The concept of stablecoins dates back almost as far as the crypto market itself. For all their perks, decentralized cryptocurrencies have always been subject to volatility, as their value isn’t tied to any other asset or currency. Tether and USDC are some examples of private efforts to remedy this by creating a crypto whose value is pegged to the value of the U.S. dollar.
For the most part, though, these have been cast aside in favor of their decentralized cousins. Yet Cointelegraph’s Sam Bocetta believes that now is the time to re-examine the role of stablecoins in global finance and their prospects.
The spread of the coronavirus pandemic has strengthened the push for digital methods of payment due to their convenience and versatility. At the same time, the contagion has created a broad, fear-driven market selloff that has affected nearly all assets.
The market capitalization of stablecoins has grown exponentially as the U.S. dollar index soared, mirroring the flight to safety in traditional finance. To Bocetta, this shows that cryptocurrency users view stablecoins as a safe alternative during market uncertainties.
The safety of the dollar, however, could soon come under scrutiny, as could its value.
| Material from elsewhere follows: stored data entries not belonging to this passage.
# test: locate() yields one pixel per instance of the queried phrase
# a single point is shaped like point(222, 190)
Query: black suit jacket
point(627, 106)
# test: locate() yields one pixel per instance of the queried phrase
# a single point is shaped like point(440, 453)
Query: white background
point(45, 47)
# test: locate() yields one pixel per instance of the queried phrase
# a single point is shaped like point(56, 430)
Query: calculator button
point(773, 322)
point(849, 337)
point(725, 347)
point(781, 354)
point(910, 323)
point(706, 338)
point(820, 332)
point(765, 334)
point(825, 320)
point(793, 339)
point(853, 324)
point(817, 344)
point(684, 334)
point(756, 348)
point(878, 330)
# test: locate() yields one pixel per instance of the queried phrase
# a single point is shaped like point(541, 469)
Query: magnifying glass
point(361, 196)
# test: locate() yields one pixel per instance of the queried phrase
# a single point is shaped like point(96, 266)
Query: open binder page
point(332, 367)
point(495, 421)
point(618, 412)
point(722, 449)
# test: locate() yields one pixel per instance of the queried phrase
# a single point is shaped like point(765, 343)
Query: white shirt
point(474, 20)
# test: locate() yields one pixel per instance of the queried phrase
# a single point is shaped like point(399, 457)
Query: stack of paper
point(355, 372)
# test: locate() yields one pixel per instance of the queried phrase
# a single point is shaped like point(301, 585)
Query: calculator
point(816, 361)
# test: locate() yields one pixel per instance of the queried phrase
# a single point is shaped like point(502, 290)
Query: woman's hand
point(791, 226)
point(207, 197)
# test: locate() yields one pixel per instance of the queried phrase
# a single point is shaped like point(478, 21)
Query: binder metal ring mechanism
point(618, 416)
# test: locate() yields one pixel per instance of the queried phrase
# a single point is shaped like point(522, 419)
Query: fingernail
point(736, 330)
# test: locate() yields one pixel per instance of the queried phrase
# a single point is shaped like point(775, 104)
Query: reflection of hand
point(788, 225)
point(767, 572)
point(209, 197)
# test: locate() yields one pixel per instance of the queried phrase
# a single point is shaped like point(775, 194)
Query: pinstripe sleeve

Central banks around the world have slashed interest rates in response to the pandemic in a broad move that has also affected users who largely utilized stablecoins for interest-generating purposes. But, according to Bocetta, this market shift could have several positive implications.
Besides potentially expanding the scope of crypto investment among current stablecoin users, Bocetta points out that institutional interest in the technology has never been higher. As users yearn for safer and more convenient payment methods, major investment banks have taken cue, with JPMorgan Chase’s JPM Coin being the most prominent example.
The push for stable digital payments has also captured the attention of various central banks, as some government officials suggested that digital sovereign currencies should already be in place in order to better deal with crises and improve the global payment infrastructure. As was the case before the pandemic, China is looking to be the first issuer of a central bank digital currency (CBDC), with latest reports stating that the project is close to being rolled out.
Although the low interest rate environment has left some stablecoin users wanting, Bocetta notes that a market recovery will bring about new investment options and venues. In the meantime, investors and consumers can enjoy the reliability and accessibility that stablecoins offer as they watch crypto assume a cornerstone role in global finance.